Lerntechniken

Technik zur Bearbeitung von Texten (SQ3R)

Für das Lesen und Behalten wissenschaftlicher Texte ist es sinnvoll diese mit System zu lesen, und nicht wie einen Roman, von der ersten bis zur letzten Seite. Behalten wird hierbei etwa 50 % des Gelesenen. Auch Wiederholungen steigern dies nicht erheblich. Daher wurde von F. Robinson die SQ3R-Methode entwickelt, die das Lesen und Behalten wissenschaftlicher Texte erleichtert, dabei jedoch zeitintensiv ist. Die Technik besteht aus 5 Schritten:
  1. SURVEY: Erforschen, Überblick gewinnen. Titel, Auto, Inhaltsverzeichnis, Kapitelüberschriften lesen.
  2. QUESTION: Fragen stellen, auf die man dem bearbeiten des Textes eine Antwort haben möchte. Diese schriftlich festhalten.
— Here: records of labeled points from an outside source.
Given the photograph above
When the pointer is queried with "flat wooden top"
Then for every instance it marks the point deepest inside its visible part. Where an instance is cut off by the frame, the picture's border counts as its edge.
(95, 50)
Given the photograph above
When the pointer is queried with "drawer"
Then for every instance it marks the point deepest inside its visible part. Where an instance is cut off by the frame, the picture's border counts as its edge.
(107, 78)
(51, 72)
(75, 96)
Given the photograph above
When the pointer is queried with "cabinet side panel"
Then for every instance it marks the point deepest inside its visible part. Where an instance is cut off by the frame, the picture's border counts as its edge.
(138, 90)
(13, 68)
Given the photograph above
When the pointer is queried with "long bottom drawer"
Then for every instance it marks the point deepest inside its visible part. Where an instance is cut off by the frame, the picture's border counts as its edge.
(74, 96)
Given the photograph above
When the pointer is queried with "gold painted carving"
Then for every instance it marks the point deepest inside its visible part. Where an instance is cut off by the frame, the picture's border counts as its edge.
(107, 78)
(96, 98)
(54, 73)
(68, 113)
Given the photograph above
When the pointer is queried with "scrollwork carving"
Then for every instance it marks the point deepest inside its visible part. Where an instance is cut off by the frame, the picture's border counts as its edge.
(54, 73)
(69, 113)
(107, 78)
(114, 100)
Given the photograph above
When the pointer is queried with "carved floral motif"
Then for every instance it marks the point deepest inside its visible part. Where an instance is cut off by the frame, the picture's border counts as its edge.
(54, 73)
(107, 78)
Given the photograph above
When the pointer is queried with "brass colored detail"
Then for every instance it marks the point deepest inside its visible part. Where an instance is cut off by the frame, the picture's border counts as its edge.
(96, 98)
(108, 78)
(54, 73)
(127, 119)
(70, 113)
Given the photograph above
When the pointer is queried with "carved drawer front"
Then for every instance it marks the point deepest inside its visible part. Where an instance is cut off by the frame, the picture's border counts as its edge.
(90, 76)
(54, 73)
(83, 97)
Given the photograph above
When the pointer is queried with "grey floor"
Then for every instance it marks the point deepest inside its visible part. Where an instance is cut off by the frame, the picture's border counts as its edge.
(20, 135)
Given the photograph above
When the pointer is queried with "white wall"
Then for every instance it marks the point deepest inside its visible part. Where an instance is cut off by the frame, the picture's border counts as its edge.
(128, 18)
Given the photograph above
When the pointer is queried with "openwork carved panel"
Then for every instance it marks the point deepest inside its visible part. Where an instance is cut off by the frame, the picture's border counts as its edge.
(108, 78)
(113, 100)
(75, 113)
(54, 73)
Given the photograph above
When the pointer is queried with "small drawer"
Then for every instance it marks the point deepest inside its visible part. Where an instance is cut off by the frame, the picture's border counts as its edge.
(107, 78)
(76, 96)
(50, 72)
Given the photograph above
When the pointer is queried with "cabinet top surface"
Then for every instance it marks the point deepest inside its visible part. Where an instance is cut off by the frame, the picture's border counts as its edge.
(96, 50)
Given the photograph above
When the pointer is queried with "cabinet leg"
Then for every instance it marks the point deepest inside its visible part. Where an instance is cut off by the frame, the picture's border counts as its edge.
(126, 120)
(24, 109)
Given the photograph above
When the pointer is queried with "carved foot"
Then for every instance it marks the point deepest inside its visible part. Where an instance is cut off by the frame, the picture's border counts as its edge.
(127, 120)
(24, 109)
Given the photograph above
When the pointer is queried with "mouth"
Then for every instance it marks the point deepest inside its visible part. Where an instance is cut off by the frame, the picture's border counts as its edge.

Ebenso herausfinden, wo bereits Kenntnisse bestehen, wo nicht. Z. B. Was ist über Autor, Thema, Inhalt, Bereich bereits bekannt? Mit welchen Vorkenntnissen lässt sich das Gelesene verbinden? Wo sind die Unterschiede zum bisherigen Wissen? Welche Intention hat der Autor? Was ist die wesentliche Aussage? Wie ist diese begründet? Welchen Thesen wird widersprochen? Welche Konsequenzen haben die Thesen des Autors? – Und viele andere Fragen…
  3. READ: Lesen des Textes: Langsam und aufmerksam, die Lesegeschwindigkeit den Textschwierigkeiten anpassen. Unterstreichungen vornehmen und die Gliederung des Stoffes im Hinterkopf behalten. So wird das Gelesene gleich in die richtige Struktur eingefasst. Die Gliederungsgedanken des Autors sollten nachvollzogen werden. Welches sind die Hauptpunkte und die Abfolge der Argumente? Hier ist die Gestaltung des Textes hilfreich. Bei diesem Arbeitsschritt werden die im zweiten Schritt gesammelten Fragen beantwortet.
  4. RECITE: Die wichtigsten Inhalte werden abschnittsweise zusammengefasst, insbesondere die Fragen beantwortet.
  5. REVIEW: Nacherzählung, Wiederholung des gesamten Textes. Kritik und Querverbindungen werden hergestellt, der gesamte Inhalt wird erfasst (z. B. in Form einer Mindmap).